[query] Second algebrizing phase for bound variables in prepared statements #121

New issue

Open

opened 2020-08-06 16:55:16 +00:00 by gburd · 0 comments

gburd commented

2020-08-06 16:55:16 +00:00

(Migrated from github.com)

In the ClojureScript implementation of Mentat, we processed a query from EDN through to SQL results each time it was run.

This isn't ideal for real-world use: we much prefer to use prepared statements, which allow us to parse a query once, plan it infrequently, and run it many times.

Nevertheless, in the ClojureScript implementation we did things right: external inputs (bound variables) were threaded into the mix after algebrizing, at the point of translation from query context to SQL, rather than being substituted before algebrizing.

At present, our Rust algebrizing phase (part-implemented!) deliberately ignores bound variables, just as in CLJS.

That allows algebrizing to be done once for each schema: a query can be 'prepared' once, and only needs to be re-prepared if the set of idents or attributes changes. Values that match any deduced type constraints can be substituted into the same prepared query. (Values that don't match will cause the query to automatically return no results.)

For many uses of bound (:in) variables, this is fine: queries like

[:find ?person ?email
 :in $ ?name
 :where
 [?person :person/name ?name]
 [?person :person/email ?email]]

won't benefit from further analysis at the point prior to execution when ?name is known. But queries like

[:find ?x ?z :in $ ?a :where [?x ?a ?z]]

certainly would — knowing ?a allows us to know both which table to query and the expected type of ?z when projected. A query planned with an unbound ?a must query all_datoms and project ?z's value_type_tag to do runtime type projection, both of which are expensive.

We should do two things:

Implement some heuristic to decide whether a second phase of algebrizing is useful. Perhaps this is as simple as "there are :in variables whose types are unknown", or perhaps "one of the :in variables names an attribute".
Implement a second, cheap phase of algebrizing, and use it prior to query execution as appropriate.

Queries with no bound parameters, or that we're happy not re-algebrizing, can be translated directly into SQLite statements for each connection. Other queries will generate a new SQL query each time (though obviously memoization is possible), and so the potential speedups of a more precise query formulation must be traded off against the loss of preparation. This might be a choice we leave to users, just as SQL databases give the option of keeping prepared statements.

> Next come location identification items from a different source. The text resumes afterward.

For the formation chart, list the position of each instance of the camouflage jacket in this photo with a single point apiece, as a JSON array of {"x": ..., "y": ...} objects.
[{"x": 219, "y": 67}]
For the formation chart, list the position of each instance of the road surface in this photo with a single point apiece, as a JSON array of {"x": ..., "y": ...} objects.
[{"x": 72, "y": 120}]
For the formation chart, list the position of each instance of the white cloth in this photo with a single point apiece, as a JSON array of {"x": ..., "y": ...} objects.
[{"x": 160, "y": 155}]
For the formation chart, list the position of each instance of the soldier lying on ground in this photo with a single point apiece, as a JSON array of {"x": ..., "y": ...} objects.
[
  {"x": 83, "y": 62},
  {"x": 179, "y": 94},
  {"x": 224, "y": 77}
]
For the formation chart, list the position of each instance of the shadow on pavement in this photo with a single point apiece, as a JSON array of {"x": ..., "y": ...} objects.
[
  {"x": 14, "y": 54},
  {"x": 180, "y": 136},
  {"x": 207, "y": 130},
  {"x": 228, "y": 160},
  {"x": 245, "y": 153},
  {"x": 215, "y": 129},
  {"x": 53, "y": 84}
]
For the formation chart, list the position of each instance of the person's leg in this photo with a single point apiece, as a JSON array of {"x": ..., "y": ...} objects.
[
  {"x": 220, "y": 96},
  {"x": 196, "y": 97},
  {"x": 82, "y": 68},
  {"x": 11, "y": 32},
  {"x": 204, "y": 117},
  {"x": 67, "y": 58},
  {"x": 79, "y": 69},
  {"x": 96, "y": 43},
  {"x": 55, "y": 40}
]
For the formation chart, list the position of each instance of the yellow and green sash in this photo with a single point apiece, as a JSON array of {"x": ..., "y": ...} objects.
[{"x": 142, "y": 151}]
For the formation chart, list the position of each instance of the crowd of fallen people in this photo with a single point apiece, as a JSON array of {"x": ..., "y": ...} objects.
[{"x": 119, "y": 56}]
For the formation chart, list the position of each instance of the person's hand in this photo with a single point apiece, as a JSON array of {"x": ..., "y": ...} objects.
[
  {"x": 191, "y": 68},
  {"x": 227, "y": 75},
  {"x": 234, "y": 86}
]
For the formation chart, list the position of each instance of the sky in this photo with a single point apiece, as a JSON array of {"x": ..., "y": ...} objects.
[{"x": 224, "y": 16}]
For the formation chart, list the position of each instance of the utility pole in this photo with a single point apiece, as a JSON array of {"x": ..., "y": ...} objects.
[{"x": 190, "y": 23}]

I expect queries with certain kinds of :in parameters will always need a second phase of processing, or need to be entirely processed prior to execution. A query with a source var %foo needs to know which tables provide %foo.

Queries can also take a ?log variable representing the database transaction log. That's used in a tx-ids or tx-data expression. It's not clear to me how we'll handle that yet.

This issue tracks figuring out this work when the first stage of the algebrizer is complete.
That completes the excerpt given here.